The children’s TV show “Paw Patrol” trended on social media after a humorous piece criticizing the show appeared in in the New York Times.
New York Times critic Amanda Hess wrote the piece on Wednesday called “The Protests Come for Paw Patrol,” a humorous criticism of the show after the official PAW Patrol Twitter account tweeted “In solidarity of #amplifymelanatedvoices we will be muting our content until June 7th to give access for Black voices to be heard so we can continue to listen and further our learning. #amplifyblackvoices“
“It was only a matter of time before the protests came for ‘Paw Patrol,’” Hess wrote. “In the world of ‘Paw Patrol,’ Chase is drawn to be a very good boy who barks stuff like ‘Chase is on the case!’ and ‘All in a police pup’s day!’ as he rescues kittens in his tricked-out S.U.V.”
While acknowledging the Paw Patrol protests were a joke, Hess wrote, “The effort to publicize police brutality also means banishing the good-cop archetype, which reigns on both television and in viral videos of the protests themselves, Paw Patrol seems harmless enough, and that’s the point: The movement rests on understanding that cops do plenty of harm.”
Users on Twitter began responded jokingly, “Euthanize the police dog,” according to one user. “Defund the paw patrol” wrote another, and “All dogs go to heaven, except the class traitors in the Paw Patrol.”
The idea that there was any outrage over Paw Patrol sparked outrage on social media.
“I give up.
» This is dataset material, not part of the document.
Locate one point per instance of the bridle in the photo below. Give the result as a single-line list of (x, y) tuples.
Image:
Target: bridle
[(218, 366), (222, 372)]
Game over, man. Game over. Last one out turn out the lights. We’ve gone to plaid,” The Hill media reporter Joe Concha.
The satirical website The Onion did a story on the outrage, with a story titled “‘Paw Patrol’ Writers Defend Episode Where German Shepherd Cop Shoots Unarmed Black Lab 17 Times In Back.”
Television shows featuring police as protagonists are coming under criticism in the wake of the death of George Floyd in the custody of Minneapolis police last week.
The shows “Live PD” and “Cops” have been cancelled.
Also, HBO Max said it was pulling “Gone with the Wind” from it’s library temporarily and would make it available again once it was given a disclaimer about it’s “historical context” about slavery.